7.Bring back glusterd on node2 , while its still coming back, immediately try to start the volume from node1

gluster v start vol0
volume start: vol0: failed: Staging failed on snapshot14.lab.eng.blr.redhat.com. Error: Volume vol0 already started

But volume status shows 'STOPPED'


gluster v i vol0
 
Volume Name: vol0
Type: Distributed-Replicate
Volume ID: 9e14daed-397d-40c9-ba26-306b1ff7098d
Status: Stopped
Snap Volume: no
Number of Bricks: 2 x 2 = 4
Transport-type: tcp
Bricks:
Brick1: snapshot13.lab.eng.blr.redhat.com:/var/run/gluster/snaps/3f3f29e7b60a4ee9bf9b5bdc2ac34217/brick1/b1
Brick2: snapshot14.lab.eng.blr.redhat.com:/var/run/gluster/snaps/3f3f29e7b60a4ee9bf9b5bdc2ac34217/brick2/b1
Brick3: snapshot15.lab.eng.blr.redhat.com:/var/run/gluster/snaps/3f3f29e7b60a4ee9bf9b5bdc2ac34217/brick3/b1
Brick4: snapshot16.lab.eng.blr.redhat.com:/var/run/gluster/snaps/3f3f29e7b60a4ee9bf9b5bdc2ac34217/brick4/b1
Options Reconfigured:
performance.readdir-ahead: on
auto-delete: disable
snap-max-soft-limit: 90
snap-max-hard-limit: 256

8.Started the volume again ,it was successful

9.Retried steps 5,6,7 a few times which resulted in glusterd crash on node2

gluster v start vol0
volume start: vol0: failed: Commit failed on 00000000-0000-0000-0000-000000000000. Please check log file for details

bt:
===

(gdb) bt
#0  uuid_is_null (uu=0x10 <Address 0x10 out of bounds>) at ../../contrib/uuid/isnull.c:44
#1  0x00007f9b542ea867 in glusterd_brick_start (volinfo=0x23d07a0, brickinfo=0xffffffffffffc300, wait=_gf_true)
    at glusterd-utils.c:6840
#2  0x00007f9b54334761 in glusterd_start_volume (volinfo=0x23d07a0, flags=<value optimized out>, wait=_gf_true)
    at glusterd-volume-ops.c:1898
#3  0x00007f9b54336eb3 in glusterd_op_start_volume (dict=0x7f9b5ba2c4cc, op_errstr=<value optimized out>)
    at glusterd-volume-ops.c:1988
#4  0x00007f9b542cb14b in glusterd_op_commit_perform (op=GD_OP_START_VOLUME, dict=0x7f9b5ba2c4cc, 
    op_errstr=0x277d1b8, rsp_dict=0x7f9b5ba2bfe0) at glusterd-op-sm.c:4831
#5  0x00007f9b542cbf4c in glusterd_op_ac_commit_op (event=0x7f9b40000fd0, ctx=0x7f9b40001320)
    at glusterd-op-sm.c:4611
#6  0x00007f9b542c84e5 in glusterd_op_sm () at glusterd-op-sm.c:6522
#7  0x00007f9b542ab293 in __glusterd_handle_commit_op (req=0x7f9b5403db58) at glusterd-handler.c:1038
#8  0x00007f9b542a846f in glusterd_big_locked_handler (req=0x7f9b5403db58, 
    actor_fn=0x7f9b542ab170 <__glusterd_handle_commit_op>) at glusterd-handler.c:80
#9  0x000000317fe5b9d2 in synctask_wrap (old_task=<value optimized out>) at syncop.c:333
#10 0x0000003ae4a43bf0 in ?? () from /lib64/libc.so.6
#11 0x0000000000000000 in ?? ()

Actual results:
==============
glusterd crashed while trying to start volume 

Expected results:
================
There should be no glusterd crash 


Additional info:

Comment 3 Atin Mukherjee 2014-08-21 11:35:46 UTC
Since the sosreport doesn't capture core dump from /root would you please attach the core dump?

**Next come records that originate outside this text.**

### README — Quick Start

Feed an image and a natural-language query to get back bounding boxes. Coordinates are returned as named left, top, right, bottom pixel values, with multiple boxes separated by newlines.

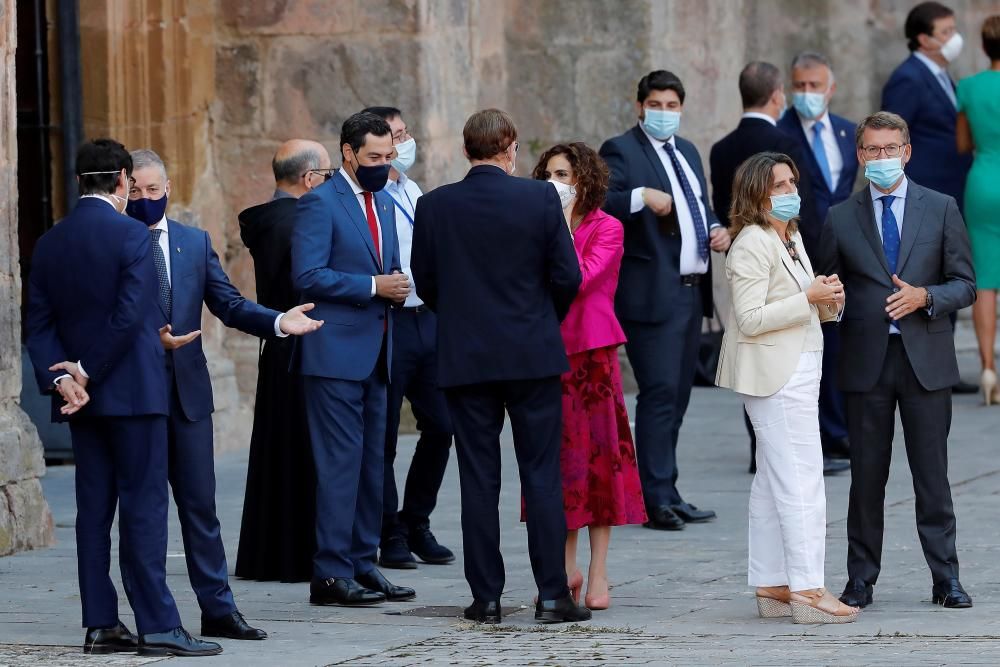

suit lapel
left=896, top=181, right=926, bottom=275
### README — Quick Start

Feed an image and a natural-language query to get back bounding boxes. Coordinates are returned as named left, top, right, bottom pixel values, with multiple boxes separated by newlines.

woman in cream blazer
left=716, top=153, right=858, bottom=623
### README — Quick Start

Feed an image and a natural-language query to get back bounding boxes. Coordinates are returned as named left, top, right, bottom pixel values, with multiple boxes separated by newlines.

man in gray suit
left=817, top=111, right=976, bottom=608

Comment 6 Atin Mukherjee 2014-08-26 06:14:25 UTC
RCA
---

As per the logs, there was a race between volume start and peer handshake. Volume start gives up the big log while starting a brick and at that time if peer handshake comes in then it acquires the big lock and changes the volinfo for which the next brick start failed as the volinfo got corrupted.

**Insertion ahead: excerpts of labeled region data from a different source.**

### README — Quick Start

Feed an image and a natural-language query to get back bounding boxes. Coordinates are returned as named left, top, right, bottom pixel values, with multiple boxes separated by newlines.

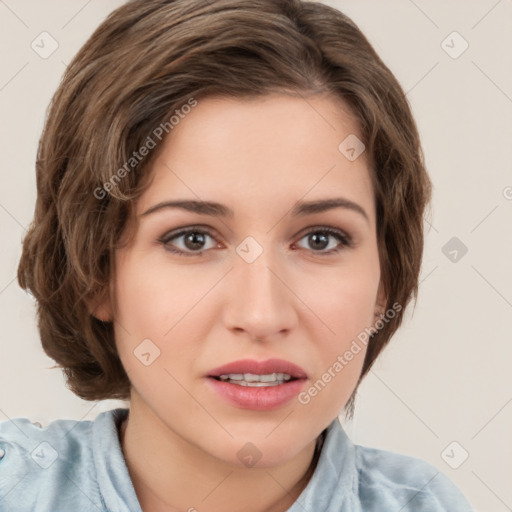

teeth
left=219, top=373, right=292, bottom=387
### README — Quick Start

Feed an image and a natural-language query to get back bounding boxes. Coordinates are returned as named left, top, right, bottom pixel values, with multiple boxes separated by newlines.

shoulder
left=355, top=445, right=473, bottom=512
left=0, top=418, right=101, bottom=512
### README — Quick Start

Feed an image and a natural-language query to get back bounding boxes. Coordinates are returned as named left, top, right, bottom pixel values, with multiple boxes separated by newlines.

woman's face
left=106, top=94, right=380, bottom=466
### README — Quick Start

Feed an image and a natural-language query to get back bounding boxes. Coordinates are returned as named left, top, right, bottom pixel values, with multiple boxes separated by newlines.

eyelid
left=158, top=225, right=354, bottom=256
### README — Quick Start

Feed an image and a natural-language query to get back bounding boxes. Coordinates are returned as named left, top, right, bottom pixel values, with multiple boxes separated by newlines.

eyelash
left=158, top=226, right=353, bottom=256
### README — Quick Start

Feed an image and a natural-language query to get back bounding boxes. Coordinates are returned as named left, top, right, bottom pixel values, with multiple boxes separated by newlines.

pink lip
left=206, top=359, right=307, bottom=411
left=208, top=359, right=307, bottom=379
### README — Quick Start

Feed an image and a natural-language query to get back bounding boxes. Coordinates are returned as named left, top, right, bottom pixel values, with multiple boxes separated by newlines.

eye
left=292, top=227, right=352, bottom=254
left=158, top=226, right=352, bottom=256
left=158, top=227, right=217, bottom=256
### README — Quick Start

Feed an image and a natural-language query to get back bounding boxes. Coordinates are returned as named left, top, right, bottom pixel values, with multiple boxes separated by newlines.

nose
left=223, top=245, right=298, bottom=341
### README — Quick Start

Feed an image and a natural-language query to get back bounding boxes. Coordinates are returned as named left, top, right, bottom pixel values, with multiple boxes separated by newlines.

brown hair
left=18, top=0, right=430, bottom=416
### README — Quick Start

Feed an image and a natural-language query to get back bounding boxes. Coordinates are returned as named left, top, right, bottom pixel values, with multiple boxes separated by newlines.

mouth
left=206, top=359, right=308, bottom=410
left=212, top=373, right=297, bottom=388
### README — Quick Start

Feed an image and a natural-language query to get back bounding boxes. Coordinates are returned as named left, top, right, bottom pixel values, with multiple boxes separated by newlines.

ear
left=375, top=281, right=388, bottom=317
left=87, top=289, right=113, bottom=322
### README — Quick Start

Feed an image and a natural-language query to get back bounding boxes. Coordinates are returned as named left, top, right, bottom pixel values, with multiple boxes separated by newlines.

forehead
left=137, top=94, right=374, bottom=224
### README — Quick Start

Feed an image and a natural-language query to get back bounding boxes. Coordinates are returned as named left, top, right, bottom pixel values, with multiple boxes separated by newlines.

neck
left=120, top=400, right=320, bottom=512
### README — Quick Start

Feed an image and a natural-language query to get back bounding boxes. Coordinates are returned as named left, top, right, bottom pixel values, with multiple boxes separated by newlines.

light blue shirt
left=0, top=409, right=473, bottom=512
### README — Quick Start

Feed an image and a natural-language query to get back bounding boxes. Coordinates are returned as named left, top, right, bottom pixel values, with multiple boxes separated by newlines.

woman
left=0, top=0, right=471, bottom=512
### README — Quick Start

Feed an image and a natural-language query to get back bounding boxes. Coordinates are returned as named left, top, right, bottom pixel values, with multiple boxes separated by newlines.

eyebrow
left=141, top=197, right=370, bottom=222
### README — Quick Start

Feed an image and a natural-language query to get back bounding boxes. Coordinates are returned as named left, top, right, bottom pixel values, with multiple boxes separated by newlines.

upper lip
left=208, top=359, right=307, bottom=379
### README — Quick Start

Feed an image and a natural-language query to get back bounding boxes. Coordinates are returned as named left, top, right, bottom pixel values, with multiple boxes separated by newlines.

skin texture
left=96, top=94, right=384, bottom=512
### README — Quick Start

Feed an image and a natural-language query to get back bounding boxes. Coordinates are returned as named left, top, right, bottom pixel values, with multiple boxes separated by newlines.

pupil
left=185, top=233, right=204, bottom=249
left=310, top=233, right=329, bottom=249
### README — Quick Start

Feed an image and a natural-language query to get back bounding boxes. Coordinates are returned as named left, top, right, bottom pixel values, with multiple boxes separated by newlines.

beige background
left=0, top=0, right=512, bottom=512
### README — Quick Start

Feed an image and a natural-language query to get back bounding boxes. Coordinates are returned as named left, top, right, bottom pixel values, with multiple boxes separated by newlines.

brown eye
left=301, top=228, right=351, bottom=254
left=159, top=228, right=216, bottom=256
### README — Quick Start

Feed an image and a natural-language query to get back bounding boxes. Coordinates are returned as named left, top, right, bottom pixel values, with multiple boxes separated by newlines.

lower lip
left=207, top=377, right=306, bottom=411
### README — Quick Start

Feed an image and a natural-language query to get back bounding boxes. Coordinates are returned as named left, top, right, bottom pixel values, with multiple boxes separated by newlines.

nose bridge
left=226, top=237, right=295, bottom=338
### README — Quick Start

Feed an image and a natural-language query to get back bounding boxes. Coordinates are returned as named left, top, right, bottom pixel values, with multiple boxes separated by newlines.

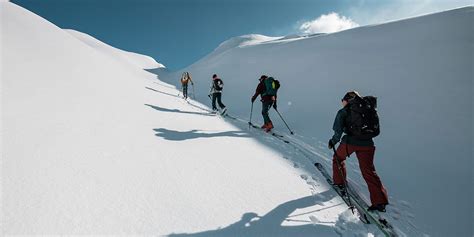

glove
left=328, top=139, right=335, bottom=149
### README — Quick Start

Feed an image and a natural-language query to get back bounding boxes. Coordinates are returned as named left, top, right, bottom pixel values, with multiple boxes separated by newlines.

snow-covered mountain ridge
left=159, top=6, right=474, bottom=236
left=0, top=2, right=378, bottom=236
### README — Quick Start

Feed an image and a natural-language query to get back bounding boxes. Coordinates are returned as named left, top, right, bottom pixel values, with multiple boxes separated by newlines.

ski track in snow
left=147, top=82, right=425, bottom=236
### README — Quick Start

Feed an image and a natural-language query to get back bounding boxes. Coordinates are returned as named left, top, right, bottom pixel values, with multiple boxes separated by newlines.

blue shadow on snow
left=168, top=191, right=342, bottom=237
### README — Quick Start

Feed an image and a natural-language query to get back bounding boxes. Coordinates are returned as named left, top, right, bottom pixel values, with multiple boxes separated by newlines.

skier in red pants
left=328, top=91, right=388, bottom=212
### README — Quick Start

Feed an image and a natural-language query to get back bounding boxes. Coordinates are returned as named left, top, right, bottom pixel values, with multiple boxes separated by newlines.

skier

Comment 8 Atin Mukherjee 2015-06-22 04:09:37 UTC
Considering volinfo list is yet to be protected using URCU, deferring it to the next release.

Comment 10 Atin Mukherjee 2015-12-30 10:10:26 UTC
Since this is a rare race and the same type of problem can be avoided using central store in GlusterD 2.0, closing this bug.